ESCONDE-ESCONDE

 

Contam que uma vez reuniram-se todos os sentimentos e qualidades

dos homens em um lugar da Terra.

Quando o ABORRECIMENTO havia reclamado pela terceira vez, a

LOUCURA, como sempre toda louca, lhes propôs:

- Vamos brincar de esconde-esconde?

A INTRIGA levantou a sobrancelha intrigada e a CURIOSIDADE sem

poder conter-se perguntou:

- Esconde-esconde? Como é isso?

- isso é um jogo, explicou a LOUCURA, em que eu fecho os olhos e

começo a contar de um a um milhão enquanto vocês se escondem. E

quando eu tiver terminado de contar, o primeiro de vocês, que eu

encontrar, ocupará meu lugar para continuar o jogo.

O ENTUSIASMO dançou seguido pela EUFORIA. A ALEGRIA deu tantos

saltos que acabou por convencer a DÚVIDA e até mesmo a APATIA, que

nunca se interessava por nada.

Mas nem todos quiseram participar: A VERDADE preferiu não

esconder-se. "Para que, se no final todos me encontram?" - Pensou.

A SOBERBA opinou que era um jogo muito tonto (no fundo o que a

incomodava era que a idéia não tivesse sido dela) e a COVARDIA

preferiu não arriscar-se.

- Um, dois, três, quatro... - Começou a contar a LOUCURA.

A primeira a esconder-se foi a PRESSA, que, como sempre, caiu

atrás da primeira pedra do caminho.

A Fé subiu ao céu e a INVEJA escondeu-se atrás da sombra do

TRIUNFO, que com seu próprio esforço tinha conseguido subir na copa

da árvore mais alta.

A GENEROSIDADE quase não consegue esconder-se, pois cada local

que encontrava, lhe parecia maravilhoso para algum de seus amigos:

Se era um lago cristalino, ideal para a BELEZA. Se era a copa de uma

árvore, perfeito para a TIMIDEZ. Se era o vôo de uma borboleta, o

melhor para a VOLÚPIA. Se era uma rajada de vento, magnífico para a

LIBERDADE. E assim, acabou escondendo-se em um raio de sol.

O EGOÍSMO, ao contrário, encontrou um local muito bom desde o

início.
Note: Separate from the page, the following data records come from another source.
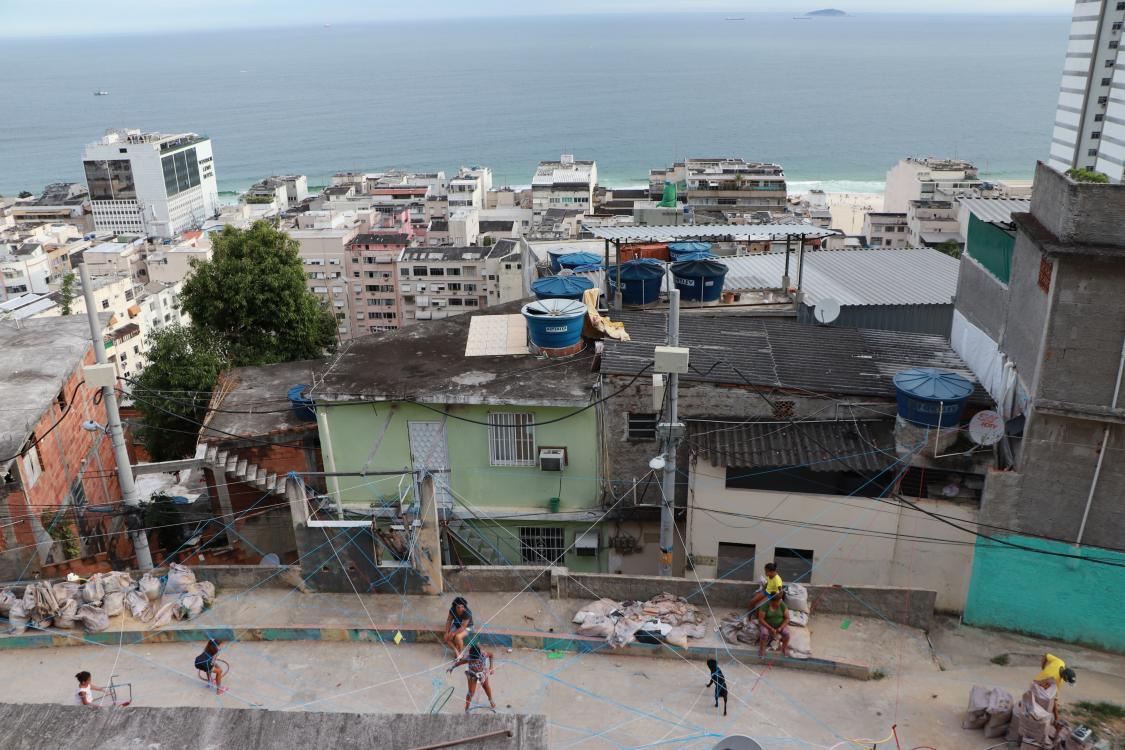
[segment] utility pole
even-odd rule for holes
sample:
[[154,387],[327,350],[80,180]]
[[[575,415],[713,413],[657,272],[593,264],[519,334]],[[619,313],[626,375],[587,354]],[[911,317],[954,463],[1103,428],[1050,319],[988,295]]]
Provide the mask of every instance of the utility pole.
[[[94,357],[99,365],[106,364],[105,344],[102,342],[102,326],[98,321],[98,311],[94,307],[94,287],[90,284],[90,272],[86,264],[78,266],[82,278],[82,295],[86,298],[86,319],[90,322],[90,340],[94,343]],[[117,394],[113,386],[102,387],[102,401],[108,417],[106,430],[113,441],[113,458],[117,463],[117,481],[121,484],[121,500],[125,504],[125,524],[130,526],[130,513],[140,509],[137,486],[133,483],[133,466],[129,463],[129,450],[125,447],[125,430],[121,427],[121,412],[117,409]],[[152,570],[152,554],[148,551],[148,537],[141,528],[130,531],[133,537],[133,551],[137,555],[137,567]]]
[[[671,285],[670,285],[671,286]],[[674,286],[668,291],[668,353],[676,356],[673,350],[680,346],[680,290]],[[687,371],[687,351],[682,354],[683,365],[668,365],[661,362],[660,347],[656,352],[656,370],[668,371],[668,422],[658,427],[664,433],[664,489],[660,499],[660,575],[672,575],[672,545],[676,504],[676,446],[683,432],[679,423],[678,390],[680,372]]]

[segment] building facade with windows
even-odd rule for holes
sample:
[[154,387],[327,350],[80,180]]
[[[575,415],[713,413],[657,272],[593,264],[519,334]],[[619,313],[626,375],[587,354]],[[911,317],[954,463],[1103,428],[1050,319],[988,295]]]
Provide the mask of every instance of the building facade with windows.
[[522,240],[489,246],[411,247],[398,259],[402,325],[441,320],[527,296]]
[[1122,0],[1077,0],[1059,86],[1049,164],[1125,176]]
[[82,167],[97,231],[170,239],[219,213],[206,136],[110,130],[86,146]]
[[868,247],[909,247],[906,214],[872,212],[863,217],[863,236]]
[[883,210],[906,213],[911,201],[952,201],[975,195],[981,184],[979,171],[967,161],[909,157],[887,172]]
[[[519,309],[365,337],[325,364],[309,393],[324,465],[372,476],[330,477],[334,500],[320,517],[389,524],[428,475],[446,519],[447,564],[605,571],[598,415],[582,410],[596,398],[594,352],[555,362],[542,377],[543,361],[522,337],[522,352],[490,353],[491,344],[506,346],[503,334],[497,341],[480,331],[522,323]],[[545,451],[562,455],[561,465],[544,461]],[[374,474],[404,467],[418,473]]]
[[563,154],[558,161],[541,161],[531,178],[531,210],[536,217],[561,208],[589,213],[594,210],[598,165]]
[[0,350],[0,577],[109,570],[131,547],[118,545],[112,444],[82,429],[106,423],[105,403],[84,384],[82,366],[94,363],[86,316],[0,326]]
[[406,324],[399,295],[398,260],[413,238],[407,222],[399,230],[358,234],[348,243],[353,335],[393,331]]

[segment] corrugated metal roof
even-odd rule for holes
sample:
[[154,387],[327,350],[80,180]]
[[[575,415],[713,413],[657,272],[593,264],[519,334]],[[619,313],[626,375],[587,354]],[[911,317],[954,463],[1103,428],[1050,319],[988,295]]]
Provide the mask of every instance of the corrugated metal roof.
[[805,466],[881,471],[898,460],[894,420],[724,422],[691,420],[688,443],[719,466]]
[[[605,341],[601,371],[636,375],[667,340],[665,312],[622,310],[614,318],[632,340]],[[685,381],[893,398],[896,372],[938,367],[972,381],[974,403],[992,403],[965,362],[934,334],[695,314],[680,318],[680,345],[691,349],[691,369],[680,376]]]
[[624,242],[682,242],[684,240],[730,239],[737,242],[783,240],[786,237],[817,239],[839,234],[808,224],[705,224],[666,227],[587,227],[600,240]]
[[1026,198],[961,198],[961,205],[990,224],[1010,225],[1012,214],[1031,210],[1031,201]]
[[[727,289],[777,289],[785,254],[720,258]],[[806,251],[801,290],[810,305],[826,298],[841,305],[950,305],[957,291],[959,263],[922,248]],[[796,286],[797,255],[789,258]]]

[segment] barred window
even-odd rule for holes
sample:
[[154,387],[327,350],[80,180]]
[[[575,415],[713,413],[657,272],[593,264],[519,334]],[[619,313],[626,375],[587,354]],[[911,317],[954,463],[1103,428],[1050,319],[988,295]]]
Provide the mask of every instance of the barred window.
[[561,526],[521,526],[520,558],[525,565],[555,565],[566,553]]
[[535,466],[535,415],[489,412],[488,462],[493,466]]

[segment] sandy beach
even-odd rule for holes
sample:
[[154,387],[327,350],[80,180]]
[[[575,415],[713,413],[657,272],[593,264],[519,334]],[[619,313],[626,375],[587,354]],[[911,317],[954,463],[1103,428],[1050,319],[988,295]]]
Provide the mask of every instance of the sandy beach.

Ventilado, cômodo, mas apenas para ele.

A MENTIRA escondeu-se no fundo do oceano (mentira, na realidade,

escondeu-se atrás do arco-íris) e a PAIXÃO e o DESEJO, no centro dos

vulcões.

O ESQUECIMENTO, não recordo onde escondeu-se, mas isso não é o

mais importante.

Quando a LOUCURA estava lá pelo 999.999, o AMOR ainda não havia

encontrado um lugar para esconder-se, pois todos já estavam

ocupados, até que encontrou um roseiral e, carinhosamente, decidiu

esconder-se entre suas flores.

- Um milhão! - terminou de contar a LOUCURA e começou a busca.

A primeira a aparecer foi a PRESSA apenas a três passos de uma

pedra.

Depois, escutou-se a Fé discutindo com DEUS, no céu, sobre

zoologia.

Sentiu vibrar a PAIXÃO e o DESEJO nos vulcões. Em um descuido,

encontrou a INVEJA e, claro, pôde deduzir onde estava o TRIUNFO.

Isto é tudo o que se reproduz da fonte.